In college football, you never really know whether a coaching hire is going to work — just take a peek at all those A’s for Brian Kelly and Billy Napier four years ago. But you also don’t need to wait around to evaluate whether a school hired the right fit.
As the 2025-26 coaching carousel heats up, we’re handing out initial grades to the hires as head coach openings are filled around the country, focusing on how much the hire makes sense and whether it satisfies what a team identified it needed going into a coaching search.
Check back as more jobs get filled.
Oklahoma State hires Eric Morris: B+
(Hired Nov. 25)
Morris checks a lot of boxes for Oklahoma State. He has deep ties to Texas, having spent almost his entire playing and coaching career there. And he knows how to develop quarterbacks, as names like Patrick Mahomes, Cam Ward, John Mateer and now Drew Mestemaker have thrived under his watch. He has also shown an ability to do more with less at North Texas and FCS Incarnate Word.
But while Morris’ offenses have long been good, his defenses have been up and down, and he’s won six games or fewer in four of six non-pandemic seasons as a head coach as a result. The hire of Skyler Cassity as Mean Green defensive coordinator in 2025 was one of Morris’ best moves. We don’t know yet whether Cassity will follow him to Stillwater, but that side of the ball will have to keep up with the offense.
Virginia Tech hires James Franklin: A-
(Hired Nov. 17)
Franklin was the No. 1 target from the moment he was fired at Penn State, and for good reason. He’d never missed a bowl game in 15 years at Vanderbilt or Penn State, outside of the pandemic-altered 2020 season. He turned Penn State into a top-10 program again. He dominated recruiting in the state of Virginia while at Penn State. He has a long track record of fostering alignment and investment. All the characteristics Virginia Tech needed, Franklin has them. He has only won one conference championship, and his game management has come under fair criticism, but he checks off all the other boxes of what Virginia Tech needed.
Kent State promotes Mark Carney: B
(Named interim coach in April, hired to full-time job Oct. 30)

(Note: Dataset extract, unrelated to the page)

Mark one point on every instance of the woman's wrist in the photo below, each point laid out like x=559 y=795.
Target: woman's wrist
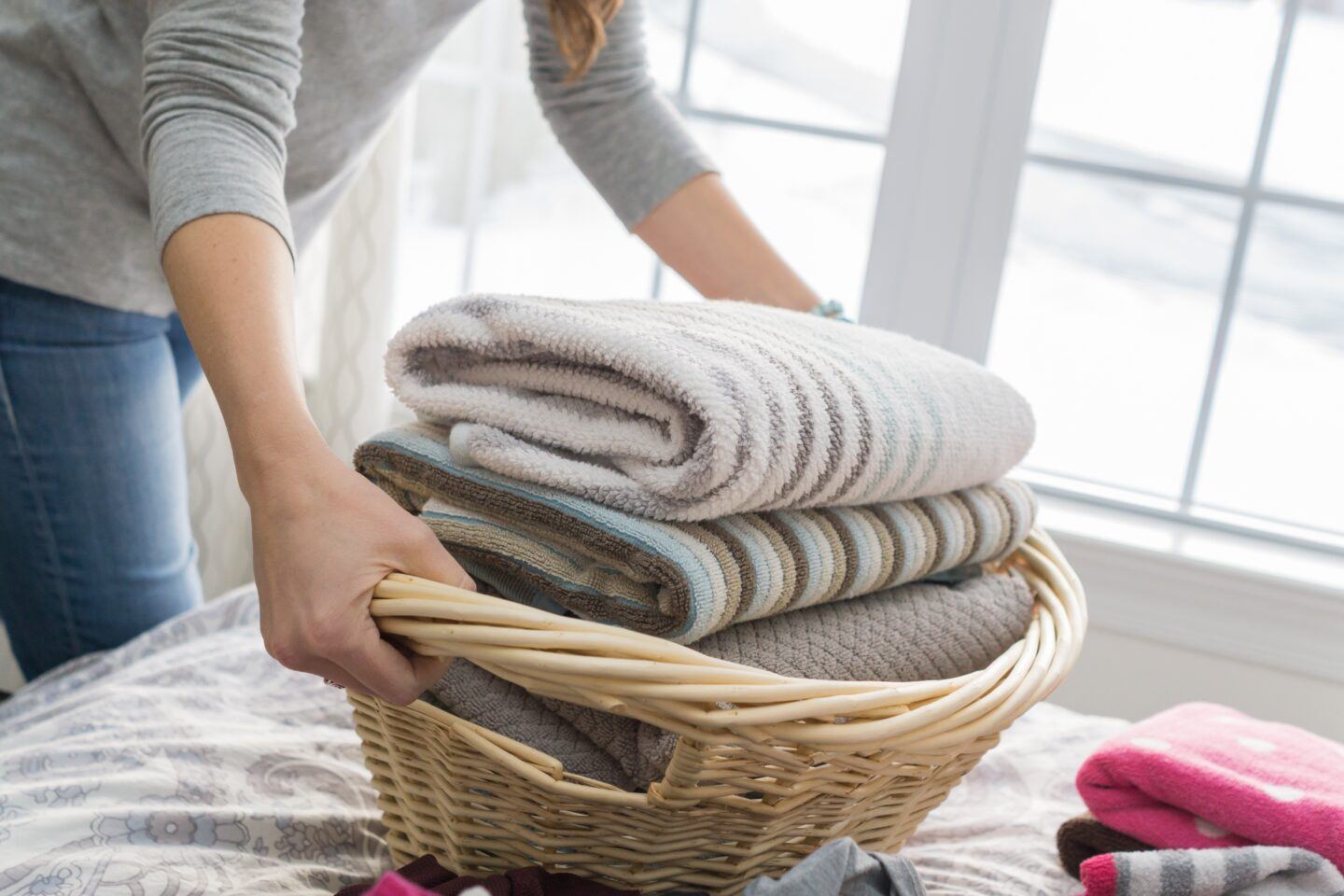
x=274 y=453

What Carney has accomplished this season cannot be understated. He became the interim head coach on the eve of spring practice in April, when coach Kenni Burns was fired amid an investigation into his financial dealings. Then his defensive coordinator left in the summer for an assistant job at North Dakota State. The Golden Flashes were 1-23 in the previous two years and appeared headed for a doomed 2025 season. Yet this year’s team is 4-7 and remained in bowl contention until a loss to Central Michigan in the season’s penultimate week. Kent State is arguably the toughest job in the Football Bowl Subdivision, so keeping a coach who turned the Golden Flashes back into a respectable MAC outfit was an easy decision.